Indeed, the spirit of “impossibility” is not, I believe, the right way of seeing Arrow’s “impossibility theorem.”4 Arrow provides a general approach to thinking about social decisions based on individual conditions, and his theorem—and a class of other results established after his pioneering work—show that what is possible and what is not may turn crucially on what information is taken into effective account in making social decisions. Indeed, through informational broadening, it is possible to have coherent and consistent criteria for social and economic assessment. The “social choice” literature (as this field of analytical exploration is called), which has resulted from Arrow’s pioneering move, is as much a world of possibility as of conditional impossibilities.5
SOCIAL INTERACTION AND PARTIAL ACCORD
Another point to note, on a related issue, is that the politics of social consensus calls not only for acting on the basis of given individual preferences, but also for sensitivity of social decisions to the development of individual preferences and norms. In this context, particular importance has to be attached to the role of public discussion and interactions in the emergence of shared values and commitments.6 Our ideas of what is just and what is not may respond to the arguments that are presented for public discussion, and we tend to react to one another’s views sometimes with a compromise or even a deal, and at other times with relentless inflexibility and stubbornness. Preference formation through social interaction is a major subject of interest in this study, and it will be pursued further later on in this chapter and in the next.

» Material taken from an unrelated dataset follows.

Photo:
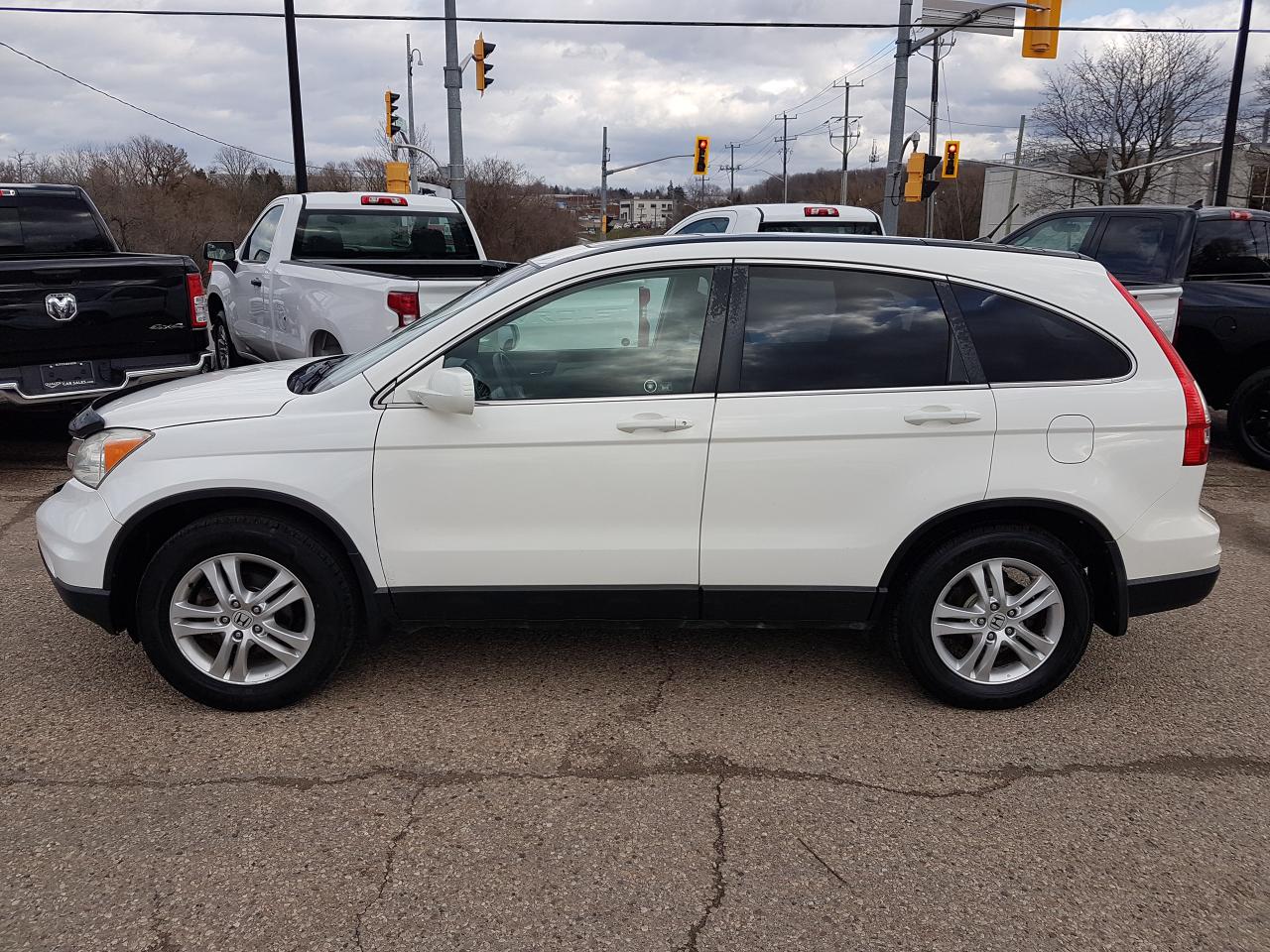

It is also important to recognize that agreed social arrangements and adequate public policies do not require that there be a unique “social orderi
ng” that completely ranks all the alternative social possibilities. Partial agreements still separate out acceptable options (and weed out unacceptable ones), and a workable solution can be based on the contingent acceptance of particular provisions, without demanding complete social unanimity.7
It can also be argued that judgments of “social justice” do not really call for a tremendous fine-tuning precision: such as a claim that a tax rate of 39.0 percent is just, whereas 39.5 per cent would not be (or even that the former is “more just than” the latter). Rather, what is needed is a working agreement on some basic matters of identifiably intense injustice or unfairness.
Indeed, the insistence on the completeness of judgments of justice over every possible choice is not only an enemy of practical social action, it may also reflect some misunderstanding of the nature of justice itself. To take an extreme example, in agreeing that the occurrence of a preventable famine is socially unjust, we do not also lay claim to an ability to determine what exact allocation of food among all the citizens will be “most just.” The recognition of evident injustice in preventable deprivation, such as widespread hunger, unnecessary morbidity, premature mortality, grinding poverty, neglect of female children, subjugation of women, and phenomena of that kind does not have to await the derivation of some complete ordering over choices that involve finer differences and puny infelicities. Indeed, the overuse of the concept of justice reduces the force of the idea when applied to the terrible deprivations and inequities that characterize the world in which we live. Justice is like a cannon, and it need not be fired (as an old Bengali proverb puts it) to kill a mosquito.